Hope this clarifies your question. Feel free to reach out to us if you have any further queries.
Thanks.
Thank you Lakshmi.
Thus
- if an interactive session has been started
- and some processing is being performed
- if the internet connection dropped (loosing the ssh session)
- the processing session is closed
- and the generated data will be copied back to the user profile, overriding older data?
Is there a method to read the output stream or error stream of a submitted job that is being executed?
Thanks for the response.
Yes.If an interactive session has been started and some processing is being performed, if the internet connection dropped(loosing the ssh session),the generated data will be copied back to the user profile overriding the older data.
qsub <job_script>.job
qstat
qpeek -o <job_id> qpeek -e <job_id>
Please note that an output and error file will be created once the execution is completed.
For more information regarding submitting jobs,using Intel Optimized frameworks in Intel® AI DevCloud you can refer the attached document.
Hope this clarifies your query.

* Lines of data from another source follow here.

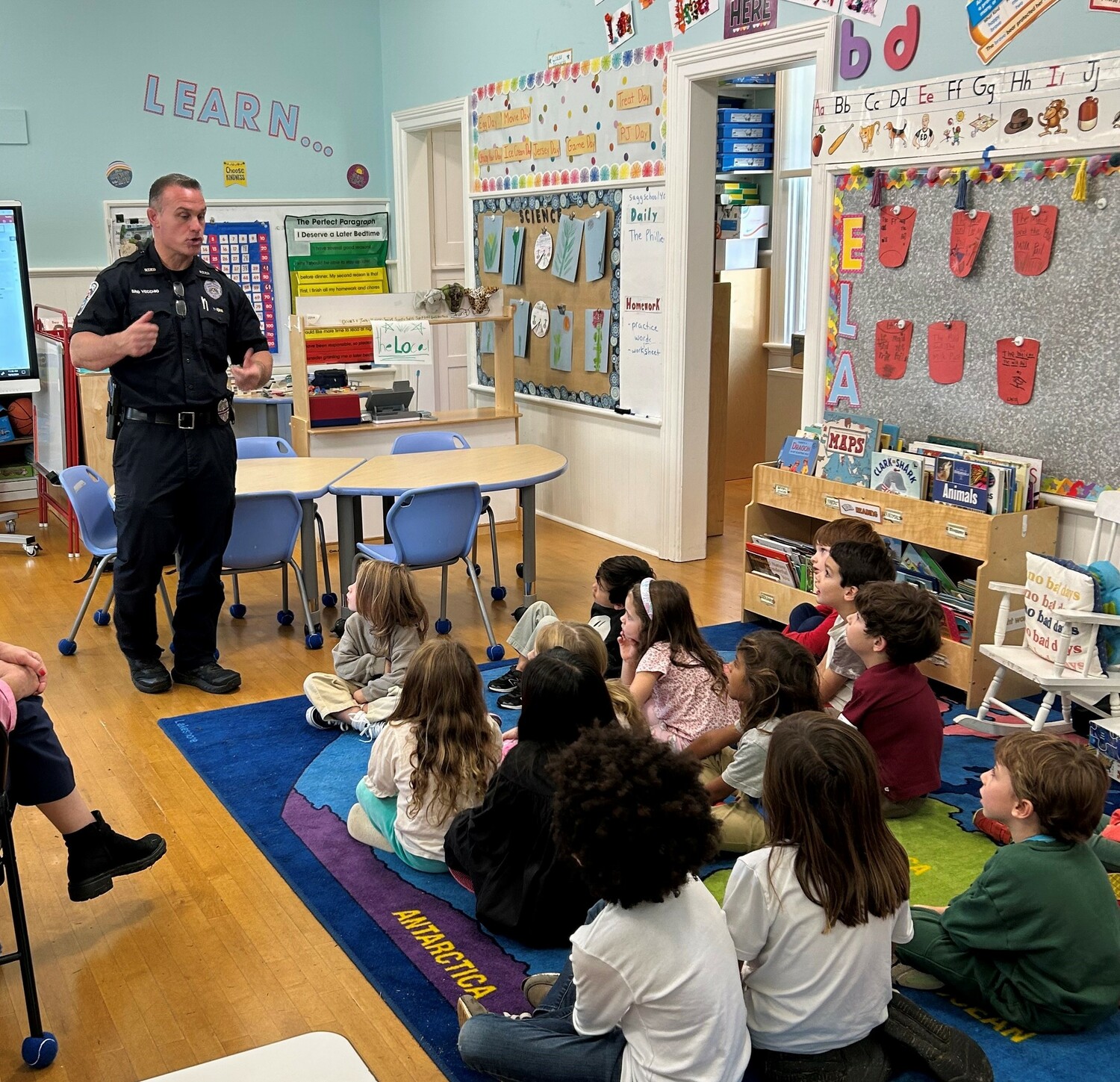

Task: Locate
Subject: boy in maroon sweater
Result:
[840,582,945,819]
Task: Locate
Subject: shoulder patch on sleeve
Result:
[74,279,100,320]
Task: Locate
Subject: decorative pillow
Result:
[1023,553,1106,677]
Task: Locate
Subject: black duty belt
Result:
[125,399,233,429]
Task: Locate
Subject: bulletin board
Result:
[826,157,1120,500]
[470,42,673,194]
[105,199,389,369]
[473,188,622,409]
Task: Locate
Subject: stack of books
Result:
[746,533,815,591]
[777,412,1043,514]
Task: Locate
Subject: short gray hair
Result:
[148,172,203,211]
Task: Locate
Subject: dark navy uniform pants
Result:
[113,421,237,670]
[7,696,74,808]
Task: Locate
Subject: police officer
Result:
[71,172,273,694]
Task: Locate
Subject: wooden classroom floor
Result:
[0,481,750,1082]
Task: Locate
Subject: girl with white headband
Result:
[618,579,739,750]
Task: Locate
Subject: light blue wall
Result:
[381,0,1120,187]
[0,0,389,267]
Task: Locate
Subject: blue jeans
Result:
[354,780,447,873]
[459,902,626,1082]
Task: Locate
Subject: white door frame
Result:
[659,19,837,562]
[392,98,474,293]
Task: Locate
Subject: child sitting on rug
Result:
[618,579,739,750]
[346,638,502,871]
[782,517,884,661]
[840,582,945,819]
[502,621,650,755]
[444,649,615,947]
[897,732,1120,1033]
[458,726,750,1082]
[724,712,992,1082]
[817,541,895,714]
[486,556,653,710]
[689,632,820,853]
[304,560,428,739]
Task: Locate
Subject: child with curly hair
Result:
[304,560,428,739]
[346,640,501,871]
[458,726,750,1082]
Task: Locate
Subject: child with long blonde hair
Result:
[304,560,428,739]
[618,579,739,750]
[346,640,502,871]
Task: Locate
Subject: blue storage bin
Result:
[719,155,774,172]
[719,139,774,155]
[716,109,774,125]
[716,125,774,143]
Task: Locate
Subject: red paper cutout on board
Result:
[996,338,1039,405]
[1012,206,1057,278]
[880,206,918,267]
[875,320,914,380]
[949,211,992,278]
[927,320,969,383]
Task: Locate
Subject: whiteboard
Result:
[105,197,389,369]
[31,335,67,475]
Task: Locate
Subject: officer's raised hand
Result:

Feel free to reach out to us if you have any further queries.
Hi,
Could you please confirm whether the details provided was helpful.
Thanks.
Hi Lakshmi,
It did clarify the specific operations thankyou. Although it does not seem qpeek works as indicated.
I run
uxxxxx@login-1:~/$ qstat Job ID Name User Time Use S Queue ------------------------- ---------------- --------------- -------- - ----- 438530.v-qsvr-1 script uxxxxx 01:33:24 R batch 438552.v-qsvr-1 script uxxxxx 00:34:21 R batch
then
uxxxxx@login-1:~/$ qstat -f 438530.v-qsvr-1 qstat: Unknown Job Id Error 438530.v-qsvr-1
but using qstat with adjusted id works:
uxxxxx@login-1:~/$ qstat -f 438530.v-qsvr-1.aidevcloud Job Id: 438530.v-qsvr-1.aidevcloud Job_Name = script Job_Owner = u33434@login-1 resources_used.cput = 01:47:02 ...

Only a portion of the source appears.